Kedelapan, nikah beda agama. Perbedaan agama dalam KHI dipandang sebagai penghalang bagi sepasang pemuda dan pemudi yang hendak melangsungkan suatu perkawinan. Artinya, orang Islam baik laki-laki maupun perempuan tidak diperbolehkan untuk menikah dengan orang non-Islam. Pandangan seperti ini tentu saja bertentangan prinsip dasar ajaran Islam, yaitu pluralisme. Dengan berlandas tumpu pada nalar pluralisme itu, maka tidak tepat menjadikan perbedaan agama (ikhtilâf ad-dîn) sebagai penghalang (mâni’) bagi dilangsungkannya suatu perkawinan beda agama. Selain ketidakadilan pada hukum perkawinan, KHI juga tidak mencerminkan keadilan pada hukum kewarisan. Dalam hukum kewarisan, ketentuan-ketentuan hukum KHI tampak mengabaikan hak-hak anak yang sedang dalam kandungan. KHI hanya memperhitungkan bagian anak yang telah lahir. Padahal, anak yang sedang dalam kandungan justru memiliki beban yang lebih berat, baik dari aspek psikologis maupun finansial. Oleh karena itu, sudah selayaknya KHI merumuskan konsep tentang pembagian warisan bagi anak yang sedang dalam kandungan.

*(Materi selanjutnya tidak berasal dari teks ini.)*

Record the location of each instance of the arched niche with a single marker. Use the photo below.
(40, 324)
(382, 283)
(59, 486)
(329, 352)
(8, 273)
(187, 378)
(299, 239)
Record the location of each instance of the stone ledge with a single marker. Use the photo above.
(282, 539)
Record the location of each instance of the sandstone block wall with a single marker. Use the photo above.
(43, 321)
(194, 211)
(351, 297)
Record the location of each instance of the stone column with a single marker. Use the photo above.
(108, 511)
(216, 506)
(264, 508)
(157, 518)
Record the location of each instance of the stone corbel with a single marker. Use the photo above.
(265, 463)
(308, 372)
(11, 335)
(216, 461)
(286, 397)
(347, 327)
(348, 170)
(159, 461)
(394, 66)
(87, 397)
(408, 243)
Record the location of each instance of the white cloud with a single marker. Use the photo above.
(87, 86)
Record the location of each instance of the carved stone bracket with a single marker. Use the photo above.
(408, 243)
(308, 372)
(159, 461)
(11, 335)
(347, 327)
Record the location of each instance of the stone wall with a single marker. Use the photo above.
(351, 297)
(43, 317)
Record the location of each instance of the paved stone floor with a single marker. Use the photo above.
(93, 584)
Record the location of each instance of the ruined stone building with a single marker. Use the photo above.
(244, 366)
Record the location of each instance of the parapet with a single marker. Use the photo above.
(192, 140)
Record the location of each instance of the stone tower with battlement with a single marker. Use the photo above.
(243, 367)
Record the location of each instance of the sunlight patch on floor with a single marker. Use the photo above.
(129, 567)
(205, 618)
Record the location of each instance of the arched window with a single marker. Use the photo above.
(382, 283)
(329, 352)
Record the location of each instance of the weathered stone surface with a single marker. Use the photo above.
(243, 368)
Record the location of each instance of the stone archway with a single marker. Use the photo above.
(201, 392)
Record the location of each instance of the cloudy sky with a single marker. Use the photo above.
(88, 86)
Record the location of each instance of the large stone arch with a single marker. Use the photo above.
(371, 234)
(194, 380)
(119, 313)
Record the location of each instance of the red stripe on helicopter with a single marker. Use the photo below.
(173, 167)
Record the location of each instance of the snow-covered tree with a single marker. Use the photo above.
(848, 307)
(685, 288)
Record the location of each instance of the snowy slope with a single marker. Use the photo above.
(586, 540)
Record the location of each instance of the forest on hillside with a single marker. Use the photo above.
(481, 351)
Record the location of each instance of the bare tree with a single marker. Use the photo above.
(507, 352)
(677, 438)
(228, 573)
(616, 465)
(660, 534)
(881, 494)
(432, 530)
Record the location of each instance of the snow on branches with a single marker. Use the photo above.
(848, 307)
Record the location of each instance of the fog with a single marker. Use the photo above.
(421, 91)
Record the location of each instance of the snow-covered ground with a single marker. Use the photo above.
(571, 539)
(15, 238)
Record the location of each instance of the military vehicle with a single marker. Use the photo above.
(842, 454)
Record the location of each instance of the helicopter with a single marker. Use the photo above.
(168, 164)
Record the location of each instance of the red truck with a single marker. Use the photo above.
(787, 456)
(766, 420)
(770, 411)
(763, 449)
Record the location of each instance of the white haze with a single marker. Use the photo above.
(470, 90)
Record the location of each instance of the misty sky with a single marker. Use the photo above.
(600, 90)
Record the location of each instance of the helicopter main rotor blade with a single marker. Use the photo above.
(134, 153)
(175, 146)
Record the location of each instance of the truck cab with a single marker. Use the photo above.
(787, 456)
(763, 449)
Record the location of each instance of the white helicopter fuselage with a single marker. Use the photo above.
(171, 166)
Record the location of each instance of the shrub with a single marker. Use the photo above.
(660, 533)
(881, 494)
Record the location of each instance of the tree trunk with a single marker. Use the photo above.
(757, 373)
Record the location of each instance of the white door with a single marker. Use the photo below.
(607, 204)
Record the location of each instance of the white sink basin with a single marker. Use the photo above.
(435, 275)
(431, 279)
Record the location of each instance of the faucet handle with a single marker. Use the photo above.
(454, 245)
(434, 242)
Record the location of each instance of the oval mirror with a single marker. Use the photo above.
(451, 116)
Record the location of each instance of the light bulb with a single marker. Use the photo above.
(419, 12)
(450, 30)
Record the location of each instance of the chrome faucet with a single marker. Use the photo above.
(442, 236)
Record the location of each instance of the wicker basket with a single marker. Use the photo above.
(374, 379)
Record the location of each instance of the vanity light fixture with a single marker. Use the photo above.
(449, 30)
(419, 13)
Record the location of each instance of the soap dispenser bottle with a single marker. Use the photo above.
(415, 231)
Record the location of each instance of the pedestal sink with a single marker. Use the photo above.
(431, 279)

Ketidakadilan lain terlihat pada pasal 172 KHI yang diantaranya menyatakan bahwa bayi yang baru lahir atau anak yang belum dewasa, beragama menurut ayahnya atau lingkungannya. Secara implisit, pasal ini menyatakan bahwa agama ibu tidak bernilai sama sekali pada anaknya, baik dalam pandangan masyarakat maupun dalam pandangan Tuhan. Padahal, posisi ibu dalam keluarga sangat penting sebagai pendidik dan perambah masa depan anak-anaknya. Ini tidak saja mengabaikan peran dan posisi ibu dalam keluarga dan amsyarakat, tetapi juga menafikan agama yang dianut ibu di hadapan anak-anaknya.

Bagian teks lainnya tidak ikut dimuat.